DT : Ce service de quarante-quatre architectes existe depuis le 1er juillet 1800 (arrêt des Consuls du 12 messidor de l'an VIII). Il traite les questions de sécurité incendie d'ordre bâtimentaire et les questions relatives à l'accessibilité des ERP aux personnes en situation de handicap. Avec la brigade des sapeurs-pompiers de Paris et le laboratoire central de la préfecture de police, il instruit les demandes de permis de construire en sécurité incendie. Il analyse également les projets d'aménagement des ERP. Il participe aux commissions centrales de sécurité du ministère de l'Intérieur et à de nombreux groupes de travail ; il contribue à la rédaction des textes.

Il est ardu de penser les lieux sans avoir des compétences d'architecte pour juger de leurs qualités et d'apprécier les dispositions présentées dans les dossiers. Les architectes de sécurité possèdent une forte expérience professionnelle, acquise notamment par l'exercice de leur profession en tant qu'architectes libéraux. Nous avons capitalisé savoirs et méthodes afin de penser les constructions et trouver des solutions. À cela s'ajoute une veille réglementaire de l'ensemble du service.

Des textes étant en préparation sur l'accessibilité des lieux de travail, nous voudrions une réglementation judicieuse. La cabine d'un Boeing 707 ne sera jamais accessible ! Et quand l'ordre des médecins et celui des dentistes recommandent à leurs adhérents de rendre leurs cabinets accessibles en 2015, comme l'impose la loi sur les ERP, cela semble bien peu réaliste pour les cabinets existants, car ils n'ont pas la main sur les parties communes des immeubles. Ces cabinets étant des ERP de cinquième catégorie, médecins et dentistes sont pourtant soumis à cette loi. Nous allons tenter d'obtenir un seuil du nombre de personnes accueillies simultanément afin que ces cabinets échappent à cette réglementation et puissent, lors d'impossibilités techniques ou architecturales avérées, ne pas être tenus à la mise aux normes.

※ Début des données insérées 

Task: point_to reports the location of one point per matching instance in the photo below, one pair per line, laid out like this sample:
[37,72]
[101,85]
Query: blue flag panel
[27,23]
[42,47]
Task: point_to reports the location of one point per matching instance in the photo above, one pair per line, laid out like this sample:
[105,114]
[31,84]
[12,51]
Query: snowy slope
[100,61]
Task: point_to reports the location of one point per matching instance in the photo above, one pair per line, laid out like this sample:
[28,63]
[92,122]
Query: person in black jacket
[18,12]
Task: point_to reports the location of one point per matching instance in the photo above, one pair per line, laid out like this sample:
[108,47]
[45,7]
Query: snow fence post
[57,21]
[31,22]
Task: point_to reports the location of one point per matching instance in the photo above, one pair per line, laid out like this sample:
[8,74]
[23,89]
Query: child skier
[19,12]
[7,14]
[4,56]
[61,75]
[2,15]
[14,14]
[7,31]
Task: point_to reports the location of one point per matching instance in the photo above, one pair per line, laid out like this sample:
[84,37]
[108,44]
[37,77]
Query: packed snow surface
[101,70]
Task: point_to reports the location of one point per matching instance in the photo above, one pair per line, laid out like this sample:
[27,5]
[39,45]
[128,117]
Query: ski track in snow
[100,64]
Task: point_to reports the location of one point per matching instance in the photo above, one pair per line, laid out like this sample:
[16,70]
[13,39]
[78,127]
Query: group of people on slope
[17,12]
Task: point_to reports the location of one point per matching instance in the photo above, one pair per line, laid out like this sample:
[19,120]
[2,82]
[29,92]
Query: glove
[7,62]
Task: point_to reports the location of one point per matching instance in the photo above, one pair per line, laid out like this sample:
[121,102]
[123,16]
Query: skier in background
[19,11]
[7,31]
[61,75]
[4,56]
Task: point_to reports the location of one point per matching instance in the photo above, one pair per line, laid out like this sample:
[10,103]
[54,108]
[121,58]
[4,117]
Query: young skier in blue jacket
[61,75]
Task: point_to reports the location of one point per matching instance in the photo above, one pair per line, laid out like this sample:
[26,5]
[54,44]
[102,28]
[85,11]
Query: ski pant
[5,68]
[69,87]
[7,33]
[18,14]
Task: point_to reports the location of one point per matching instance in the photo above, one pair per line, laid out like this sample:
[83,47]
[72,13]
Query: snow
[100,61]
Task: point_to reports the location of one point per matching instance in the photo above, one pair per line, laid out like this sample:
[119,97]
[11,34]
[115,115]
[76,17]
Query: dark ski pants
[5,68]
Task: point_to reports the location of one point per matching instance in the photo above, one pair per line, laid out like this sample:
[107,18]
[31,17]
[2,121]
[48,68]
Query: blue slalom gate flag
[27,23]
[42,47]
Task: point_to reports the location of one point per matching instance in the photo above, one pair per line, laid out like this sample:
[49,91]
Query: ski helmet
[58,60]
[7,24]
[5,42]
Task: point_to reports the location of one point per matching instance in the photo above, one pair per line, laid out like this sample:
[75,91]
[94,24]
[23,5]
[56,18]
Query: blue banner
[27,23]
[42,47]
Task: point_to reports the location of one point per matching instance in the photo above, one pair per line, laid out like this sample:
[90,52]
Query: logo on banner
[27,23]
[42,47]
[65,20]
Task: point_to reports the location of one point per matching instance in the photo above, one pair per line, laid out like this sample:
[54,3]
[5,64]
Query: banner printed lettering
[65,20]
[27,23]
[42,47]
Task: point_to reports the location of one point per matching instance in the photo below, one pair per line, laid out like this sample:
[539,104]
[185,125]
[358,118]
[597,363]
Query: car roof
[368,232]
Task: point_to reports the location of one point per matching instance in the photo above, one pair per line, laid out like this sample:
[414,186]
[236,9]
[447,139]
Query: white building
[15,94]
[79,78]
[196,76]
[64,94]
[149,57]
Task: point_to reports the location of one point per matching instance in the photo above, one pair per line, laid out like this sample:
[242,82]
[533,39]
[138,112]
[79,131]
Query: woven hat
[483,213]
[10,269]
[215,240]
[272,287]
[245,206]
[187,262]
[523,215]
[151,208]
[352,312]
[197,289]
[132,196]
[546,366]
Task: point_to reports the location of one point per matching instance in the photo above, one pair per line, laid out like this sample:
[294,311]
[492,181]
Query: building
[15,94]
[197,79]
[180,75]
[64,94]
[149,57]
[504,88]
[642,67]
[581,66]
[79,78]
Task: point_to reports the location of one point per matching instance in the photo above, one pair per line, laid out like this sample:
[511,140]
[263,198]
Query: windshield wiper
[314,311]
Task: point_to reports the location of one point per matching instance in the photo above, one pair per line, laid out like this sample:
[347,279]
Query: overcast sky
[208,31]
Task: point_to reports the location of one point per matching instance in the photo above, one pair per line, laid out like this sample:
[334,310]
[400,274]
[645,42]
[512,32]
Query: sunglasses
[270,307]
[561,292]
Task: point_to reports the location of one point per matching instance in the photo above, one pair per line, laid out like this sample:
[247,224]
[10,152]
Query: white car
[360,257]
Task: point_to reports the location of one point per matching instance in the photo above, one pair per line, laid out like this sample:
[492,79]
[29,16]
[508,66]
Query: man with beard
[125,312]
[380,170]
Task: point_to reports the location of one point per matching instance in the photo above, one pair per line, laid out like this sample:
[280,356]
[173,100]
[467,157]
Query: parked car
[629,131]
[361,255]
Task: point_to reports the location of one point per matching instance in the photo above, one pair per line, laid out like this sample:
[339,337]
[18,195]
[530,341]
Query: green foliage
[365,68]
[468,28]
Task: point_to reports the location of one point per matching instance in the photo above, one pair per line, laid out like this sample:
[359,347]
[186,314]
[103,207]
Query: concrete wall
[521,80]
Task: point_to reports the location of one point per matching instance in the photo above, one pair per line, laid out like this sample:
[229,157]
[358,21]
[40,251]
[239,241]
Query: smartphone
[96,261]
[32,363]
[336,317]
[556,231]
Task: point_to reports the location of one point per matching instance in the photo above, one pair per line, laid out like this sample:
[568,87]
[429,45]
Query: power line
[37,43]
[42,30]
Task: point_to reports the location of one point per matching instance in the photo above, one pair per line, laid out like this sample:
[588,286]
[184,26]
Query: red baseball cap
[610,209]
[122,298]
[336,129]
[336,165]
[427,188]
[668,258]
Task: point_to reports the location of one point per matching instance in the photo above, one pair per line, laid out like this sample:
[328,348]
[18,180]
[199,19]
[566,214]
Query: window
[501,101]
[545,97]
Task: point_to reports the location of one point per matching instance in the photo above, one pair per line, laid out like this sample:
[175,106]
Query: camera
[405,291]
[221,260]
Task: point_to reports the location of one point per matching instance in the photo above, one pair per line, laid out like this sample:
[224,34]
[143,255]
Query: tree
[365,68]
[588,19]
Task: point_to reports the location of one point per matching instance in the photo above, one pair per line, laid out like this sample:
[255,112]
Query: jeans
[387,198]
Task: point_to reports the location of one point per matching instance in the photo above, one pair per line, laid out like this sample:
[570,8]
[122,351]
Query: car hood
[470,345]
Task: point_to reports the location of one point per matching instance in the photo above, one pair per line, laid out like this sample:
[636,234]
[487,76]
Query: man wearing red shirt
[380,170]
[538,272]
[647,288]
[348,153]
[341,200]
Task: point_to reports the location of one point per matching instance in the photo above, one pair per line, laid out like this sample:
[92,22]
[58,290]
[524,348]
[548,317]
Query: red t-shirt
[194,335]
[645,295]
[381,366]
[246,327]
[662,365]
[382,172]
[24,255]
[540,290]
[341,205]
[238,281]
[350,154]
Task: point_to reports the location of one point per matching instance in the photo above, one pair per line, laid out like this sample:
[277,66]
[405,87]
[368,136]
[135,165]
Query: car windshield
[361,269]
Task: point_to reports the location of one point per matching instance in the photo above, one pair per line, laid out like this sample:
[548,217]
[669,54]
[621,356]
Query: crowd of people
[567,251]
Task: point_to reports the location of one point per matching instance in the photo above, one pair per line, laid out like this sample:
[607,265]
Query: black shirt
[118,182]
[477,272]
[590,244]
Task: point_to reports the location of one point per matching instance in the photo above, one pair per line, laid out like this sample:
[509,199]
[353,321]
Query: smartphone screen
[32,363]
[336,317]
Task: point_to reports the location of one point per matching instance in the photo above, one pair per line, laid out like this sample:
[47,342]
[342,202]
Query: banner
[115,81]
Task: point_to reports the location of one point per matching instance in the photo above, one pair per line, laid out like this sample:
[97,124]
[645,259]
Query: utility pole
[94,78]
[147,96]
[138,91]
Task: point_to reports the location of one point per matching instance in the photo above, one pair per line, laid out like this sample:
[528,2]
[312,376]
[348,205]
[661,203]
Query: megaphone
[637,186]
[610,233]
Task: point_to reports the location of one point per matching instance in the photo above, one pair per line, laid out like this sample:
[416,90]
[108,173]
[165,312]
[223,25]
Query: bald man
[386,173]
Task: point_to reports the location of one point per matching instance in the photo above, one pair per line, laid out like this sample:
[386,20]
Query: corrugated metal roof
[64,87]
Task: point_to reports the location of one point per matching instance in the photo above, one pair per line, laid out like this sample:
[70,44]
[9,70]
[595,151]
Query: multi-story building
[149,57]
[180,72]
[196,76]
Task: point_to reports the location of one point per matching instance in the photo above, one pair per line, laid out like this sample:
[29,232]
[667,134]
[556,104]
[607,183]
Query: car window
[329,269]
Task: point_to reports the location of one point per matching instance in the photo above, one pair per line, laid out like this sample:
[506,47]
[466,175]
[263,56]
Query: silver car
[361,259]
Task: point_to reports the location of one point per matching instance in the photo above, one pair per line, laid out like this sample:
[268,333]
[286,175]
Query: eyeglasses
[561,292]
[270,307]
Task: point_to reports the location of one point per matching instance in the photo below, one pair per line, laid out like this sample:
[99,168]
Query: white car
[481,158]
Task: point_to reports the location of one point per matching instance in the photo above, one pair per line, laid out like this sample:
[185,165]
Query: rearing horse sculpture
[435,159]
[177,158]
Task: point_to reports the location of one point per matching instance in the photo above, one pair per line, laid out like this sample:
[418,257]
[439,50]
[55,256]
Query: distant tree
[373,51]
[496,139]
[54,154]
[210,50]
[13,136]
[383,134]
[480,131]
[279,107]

Cette situation devra être confirmée par une dérogation, attachée au lieu et transmissible. Cette question des seuils est un sujet qui m'est cher car « universalité de l'accès Â» ne signifie pas Â« faire la même chose partout Â». Il faut tendre à l'universalité du bien vivre et à des solutions efficaces pour tous. Vouloir tout encadrer assèche la réflexion.

Notre réflexion porte actuellement sur les parcs de stationnement existants en infrastructure. En accord avec les concessionnaires des parcs de stationnement et les associations de personnes handicapées, nous avons décidé de positionner, pour des raisons d'éventuelles interventions des secours en cas de sinistres, les places réservées aux PMR au premier sous-sol. En travaillant avec les associations de personnes handicapées, nous trouvons facilement des solutions. Certains sujets (les portes par exemple) font l'objet de débats sans fin, avec des points de vue si différents qu'ils finissent par nous faire sourire.

À Paris, avec les associations, nous avons établi un protocole pour utiliser parfois des portes coulissantes normalement prohibées en France, quand cela ne s'oppose ni à l'accès des PMR, ni à la sécurité incendie. Ceux qu'il a fallu convaincre ne sont pas les PMR mais les services de secours, qui ont finalement donné leur accord. À l'hôpital Tenon, le service des soins palliatifs sera équipé de portes coulissantes. L'exceptionnalité est notre richesse et doit être notre quotidien.